Reminiscent in its pacing and visual scope of the first film I watched on MUBI, ‘Dead Slow Ahead,’ and the films of Geoffrey Reggio, but this takes us out of the metaphysical realm into the depths of the earth and the utter devastation that results in a nation leaping into the Industrial Age. The specter of ‘Ghost Cities’ built for no one, at such enormous cost in human suffering function as tombstones to progress.
When the synopsis states that this movie is “a journey through hell...” it’s not exaggerating. But this hell is real and it should be witnessed. Something about the way it’s cut makes it feel painfully slow. Or, maybe just painful, and slow. It was hard for me not to think of the themes in this movie in a global way— meaning that we all provide incentives to, and reap rewards from, this seemingly foreign experience.

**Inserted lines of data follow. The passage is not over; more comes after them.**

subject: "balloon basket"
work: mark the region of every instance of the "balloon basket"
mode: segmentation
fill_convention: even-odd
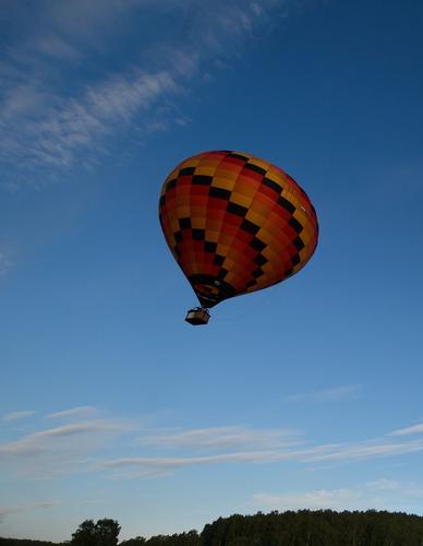
[[[204,307],[196,307],[195,309],[190,309],[186,313],[185,321],[190,322],[190,324],[194,327],[198,327],[202,324],[207,324],[210,318],[210,313],[208,309]]]

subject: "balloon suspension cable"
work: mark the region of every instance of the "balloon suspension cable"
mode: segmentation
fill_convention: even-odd
[[[186,313],[185,321],[193,327],[200,327],[207,324],[210,318],[210,312],[207,307],[194,307],[190,309]]]

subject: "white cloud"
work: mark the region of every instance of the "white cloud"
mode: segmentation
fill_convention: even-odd
[[[343,387],[335,387],[331,389],[323,389],[313,392],[303,392],[288,396],[287,402],[337,402],[351,397],[358,397],[362,385],[349,384]]]
[[[209,73],[207,63],[233,57],[257,24],[285,3],[48,2],[34,14],[34,33],[9,44],[0,63],[2,186],[15,189],[27,180],[46,183],[46,167],[53,178],[56,171],[93,165],[113,150],[114,139],[132,129],[147,135],[183,124],[178,120],[186,123],[183,112],[170,106],[177,94],[189,88],[186,84],[201,82],[202,74]],[[179,37],[178,33],[169,36],[165,25],[153,36],[133,24],[162,13],[172,15],[176,27],[181,24]],[[113,57],[117,44],[135,32],[138,45],[131,41],[121,70],[111,72],[105,58]],[[149,36],[146,41],[143,34]],[[87,80],[81,67],[89,63],[98,70]],[[63,86],[67,81],[70,85]],[[164,104],[167,112],[160,111]]]
[[[268,461],[271,453],[263,451],[221,453],[218,455],[204,456],[180,456],[180,458],[121,458],[102,461],[99,463],[104,468],[128,468],[125,472],[114,474],[114,477],[131,478],[136,476],[162,475],[174,472],[185,466],[219,463],[257,463]]]
[[[412,427],[400,428],[399,430],[394,430],[390,436],[409,436],[409,435],[421,435],[423,434],[423,423],[413,425]]]
[[[19,419],[24,419],[26,417],[31,417],[34,415],[35,412],[32,410],[26,410],[22,412],[12,412],[8,413],[2,417],[2,420],[19,420]]]
[[[414,484],[388,479],[368,482],[359,487],[314,489],[283,494],[258,492],[250,505],[265,510],[367,510],[398,509],[422,497],[423,489]]]
[[[68,417],[87,417],[98,413],[98,410],[94,406],[75,406],[69,410],[62,410],[61,412],[55,412],[47,415],[50,419],[63,419]]]
[[[47,500],[40,502],[33,502],[31,505],[21,505],[21,506],[11,506],[11,507],[1,507],[0,506],[0,523],[9,517],[21,512],[28,512],[38,509],[52,508],[60,505],[58,500]]]
[[[5,276],[9,273],[12,265],[13,264],[11,260],[2,252],[0,252],[0,277]]]
[[[327,453],[305,454],[305,461],[354,461],[378,456],[404,455],[423,451],[423,440],[409,442],[387,442],[385,439],[341,446]]]
[[[33,455],[51,452],[55,449],[68,449],[67,439],[77,449],[77,442],[87,446],[96,437],[110,434],[121,434],[128,430],[128,425],[106,419],[95,419],[83,423],[71,423],[62,427],[40,430],[25,436],[20,440],[0,443],[0,455]]]

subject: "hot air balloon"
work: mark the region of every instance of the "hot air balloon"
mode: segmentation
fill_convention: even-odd
[[[166,241],[196,294],[191,324],[225,299],[300,271],[317,245],[315,210],[300,186],[244,152],[204,152],[166,178],[159,201]]]

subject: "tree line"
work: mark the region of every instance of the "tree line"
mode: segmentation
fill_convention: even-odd
[[[86,520],[65,543],[0,538],[0,546],[423,546],[423,517],[367,510],[278,511],[219,518],[195,530],[119,542],[116,520]]]

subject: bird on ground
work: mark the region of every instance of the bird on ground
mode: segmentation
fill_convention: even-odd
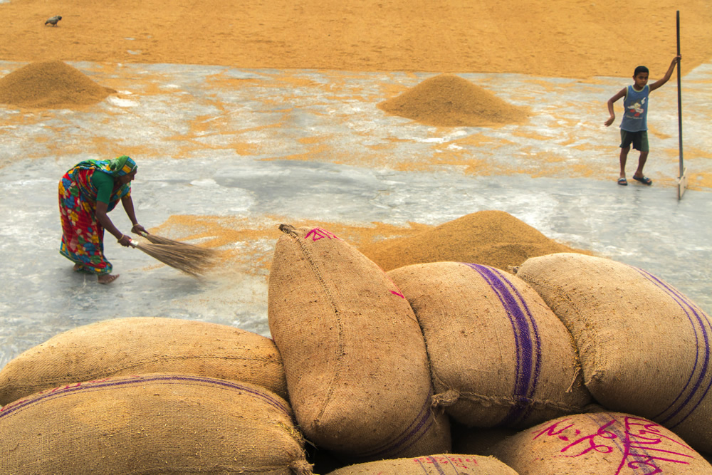
[[[45,24],[46,25],[47,24],[49,24],[50,25],[52,25],[53,26],[57,26],[57,22],[59,21],[61,19],[62,19],[62,17],[60,16],[59,15],[57,15],[56,16],[53,16],[52,18],[51,18],[48,20],[47,20],[46,21],[45,21]]]

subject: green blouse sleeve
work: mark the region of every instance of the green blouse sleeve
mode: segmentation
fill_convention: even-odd
[[[114,189],[114,179],[111,175],[98,170],[92,174],[91,182],[97,189],[96,200],[108,204],[111,201],[111,192]]]

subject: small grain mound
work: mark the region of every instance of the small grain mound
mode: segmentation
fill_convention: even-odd
[[[526,120],[528,112],[452,74],[426,79],[378,107],[389,114],[438,127],[519,123]]]
[[[491,266],[511,271],[530,257],[573,249],[550,239],[511,214],[481,211],[466,214],[414,236],[363,246],[361,252],[384,271],[428,262],[454,261]]]
[[[31,63],[0,78],[0,103],[23,108],[72,108],[115,93],[58,61]]]

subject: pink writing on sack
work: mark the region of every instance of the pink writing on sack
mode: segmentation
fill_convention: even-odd
[[[624,416],[621,422],[612,416],[610,421],[593,433],[587,433],[590,429],[576,429],[575,424],[567,422],[570,420],[565,419],[547,426],[533,439],[557,437],[567,443],[559,451],[567,457],[580,456],[592,451],[611,454],[617,449],[622,456],[614,472],[617,475],[626,466],[634,470],[643,467],[652,470],[645,472],[646,475],[661,474],[663,469],[656,462],[689,464],[686,459],[694,458],[692,449],[663,434],[661,426],[646,419]]]
[[[472,468],[472,465],[477,464],[477,460],[473,457],[447,456],[445,455],[417,457],[413,459],[413,461],[419,464],[436,464],[438,465],[447,465],[451,464],[453,466],[459,469],[470,469]],[[469,465],[466,465],[466,463],[469,464]]]
[[[304,236],[304,239],[307,239],[310,237],[312,239],[312,241],[318,241],[319,239],[323,239],[324,238],[328,238],[330,239],[339,239],[339,241],[341,241],[341,239],[340,239],[336,234],[330,233],[326,229],[323,229],[322,228],[314,228],[307,233],[307,235]]]

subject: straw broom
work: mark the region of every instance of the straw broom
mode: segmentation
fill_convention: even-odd
[[[199,277],[217,261],[218,253],[214,249],[207,249],[153,234],[142,233],[141,235],[151,242],[142,243],[131,239],[132,247],[193,277]]]

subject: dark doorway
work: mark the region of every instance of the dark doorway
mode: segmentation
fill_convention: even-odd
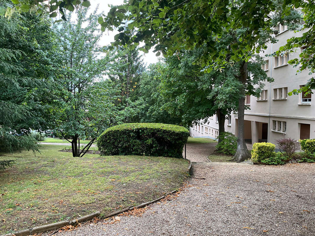
[[[267,140],[268,138],[268,124],[263,123],[261,130],[261,139]]]
[[[300,124],[300,139],[305,139],[310,138],[311,125],[309,124]]]

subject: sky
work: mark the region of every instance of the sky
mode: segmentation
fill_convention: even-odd
[[[96,8],[98,4],[99,4],[99,10],[98,13],[101,13],[104,12],[105,15],[107,15],[107,13],[109,11],[110,8],[108,6],[108,4],[114,5],[121,5],[123,3],[123,0],[90,0],[91,3],[91,6],[90,7],[90,10],[89,13],[90,13]],[[108,31],[106,30],[103,32],[103,35],[100,42],[100,44],[101,46],[107,46],[110,45],[112,42],[114,42],[114,37],[115,35],[118,33],[117,31]],[[140,44],[141,45],[141,44]],[[140,51],[140,54],[143,55],[142,59],[145,63],[146,63],[147,66],[151,63],[154,63],[157,62],[158,60],[158,58],[155,56],[155,53],[152,52],[153,49],[152,49],[149,51],[148,53],[144,54],[141,51]]]

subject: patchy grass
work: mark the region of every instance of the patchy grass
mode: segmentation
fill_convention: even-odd
[[[74,158],[58,151],[63,147],[43,145],[36,156],[27,151],[0,156],[16,160],[0,172],[0,234],[136,205],[178,188],[188,175],[184,159]]]
[[[208,156],[208,159],[213,162],[227,162],[232,161],[233,156],[227,156],[215,151]]]
[[[218,141],[212,138],[195,138],[189,137],[187,140],[187,143],[217,143]]]
[[[70,140],[70,141],[71,140]],[[82,139],[80,139],[80,146],[81,146],[81,144],[87,144],[90,141],[91,141],[90,140],[82,140]],[[46,139],[43,141],[41,141],[41,143],[69,143],[68,141],[67,141],[66,139],[60,139],[58,138],[46,138]],[[96,143],[94,143],[94,144],[96,144]]]

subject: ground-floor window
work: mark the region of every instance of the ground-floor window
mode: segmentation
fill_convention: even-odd
[[[311,125],[309,124],[300,124],[300,139],[305,139],[310,138]]]
[[[274,131],[285,133],[287,132],[287,122],[280,121],[272,121],[273,129]]]

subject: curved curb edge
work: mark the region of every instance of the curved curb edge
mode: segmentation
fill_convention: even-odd
[[[1,236],[11,236],[15,235],[15,236],[27,236],[28,235],[32,235],[35,233],[44,232],[46,231],[53,230],[54,229],[59,228],[64,226],[74,224],[77,223],[80,223],[83,221],[86,221],[91,220],[94,217],[97,217],[100,214],[99,211],[96,211],[86,216],[80,217],[76,220],[72,221],[60,221],[57,223],[52,224],[49,224],[48,225],[37,226],[34,228],[31,228],[26,229],[23,229],[19,230],[12,233],[7,233],[6,234],[3,234]]]

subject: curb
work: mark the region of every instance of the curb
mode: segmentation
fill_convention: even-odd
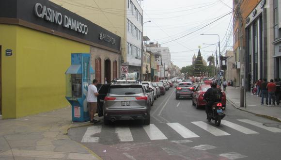
[[[238,109],[240,111],[243,111],[246,112],[247,112],[248,113],[250,113],[253,114],[254,114],[256,116],[258,116],[260,117],[264,117],[264,118],[266,118],[270,120],[272,120],[275,121],[277,121],[279,122],[281,122],[281,120],[280,120],[278,118],[276,118],[276,117],[274,117],[270,115],[266,115],[266,114],[259,114],[259,113],[255,113],[254,112],[250,112],[249,111],[247,111],[245,110],[245,109],[240,108],[240,107],[237,106],[235,103],[234,103],[233,101],[232,101],[231,100],[230,100],[229,98],[226,98],[226,100],[229,101],[229,102],[230,102],[230,103],[231,103],[231,104],[235,108],[237,109]]]

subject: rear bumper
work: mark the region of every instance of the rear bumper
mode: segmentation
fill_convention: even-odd
[[[104,112],[104,118],[110,121],[123,120],[144,120],[150,116],[150,111],[145,109],[122,110],[105,109]]]

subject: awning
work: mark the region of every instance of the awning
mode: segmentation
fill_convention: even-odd
[[[82,74],[81,64],[72,64],[67,69],[65,74]]]

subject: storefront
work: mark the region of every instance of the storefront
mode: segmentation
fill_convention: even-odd
[[[91,53],[95,76],[100,74],[102,82],[106,77],[110,80],[119,77],[120,41],[114,33],[47,0],[0,1],[3,118],[69,106],[64,73],[72,53]]]

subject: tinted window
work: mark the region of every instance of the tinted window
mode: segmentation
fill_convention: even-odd
[[[192,87],[192,85],[191,84],[179,84],[178,86],[179,87]]]
[[[114,85],[110,87],[109,93],[114,95],[133,95],[143,93],[140,85]]]

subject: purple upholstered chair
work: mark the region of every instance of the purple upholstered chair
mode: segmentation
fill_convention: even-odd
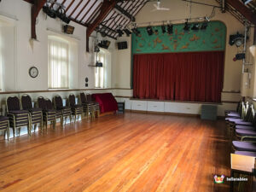
[[[83,106],[76,104],[76,98],[73,94],[70,94],[68,96],[68,106],[71,108],[72,114],[74,116],[74,120],[76,120],[77,115],[84,115]]]
[[[5,136],[5,132],[7,133],[7,139],[9,141],[9,118],[0,115],[0,131],[3,131]]]
[[[66,123],[66,118],[69,117],[69,119],[71,121],[72,118],[72,113],[71,113],[71,108],[70,107],[64,107],[62,98],[60,96],[55,96],[53,99],[54,106],[56,110],[57,113],[61,113],[61,125],[63,125],[63,119],[65,118],[65,123]]]
[[[54,125],[55,128],[56,122],[56,111],[53,108],[50,100],[39,96],[38,98],[38,106],[43,109],[43,119],[45,123],[46,128],[49,121]]]

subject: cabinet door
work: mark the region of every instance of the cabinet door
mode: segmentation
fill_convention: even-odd
[[[132,101],[131,110],[147,111],[147,102],[144,101]]]
[[[148,111],[164,112],[165,102],[148,102]]]

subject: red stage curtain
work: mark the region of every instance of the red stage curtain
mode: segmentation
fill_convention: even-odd
[[[220,102],[224,51],[134,55],[133,96]]]

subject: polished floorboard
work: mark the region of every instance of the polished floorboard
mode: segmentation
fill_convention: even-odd
[[[0,140],[0,191],[229,191],[224,126],[126,113]]]

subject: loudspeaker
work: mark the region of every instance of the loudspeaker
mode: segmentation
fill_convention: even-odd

We have met the monster, and you know the rest. Of course you do. A film like Behemoth isn't an intellectual enterprise--its now evocative, now overwrought Dante allusions notwithstanding. It is above all a sensory experience, a hypnotic, grueling, deeply empathetic immersion in other lives, or at least other bodies, being rather chilled and abstract in relation to the psychic lives we assume go on within them.
A documentary on dwindling green meadows and landscape covered by raging dust of mines. Herdsmen have to leave as the meadows disappear. This film illustrates that some industries desire for wealth will stop at nothing. Liang does an good job of bring a cultural problem to the minds of views. However throughout this movie there are many long slow moving parts which make it hard to stay focused.
Despite most of this documentary being shot guerrilla-style and despite its budget, this documentary succeeds wonderfully to tell the story of the abuse that workers at mines in Inner Mongolia are going through, many of whom have died because of the consequences of working in these environments that resemble Hell on Earth.
China produces the most coal yet miners don't get even shower, they rub their bodies with soaked rags. Classical recipe for a powerful state: don't give a fuck about workers. Accredited in the USSR where many major economic feats and works of infrastructure were done by inmates on whom the state spent nothing, who cared if they dropped off when so many remained? I heard Greymachine's "Disconnected" album all through.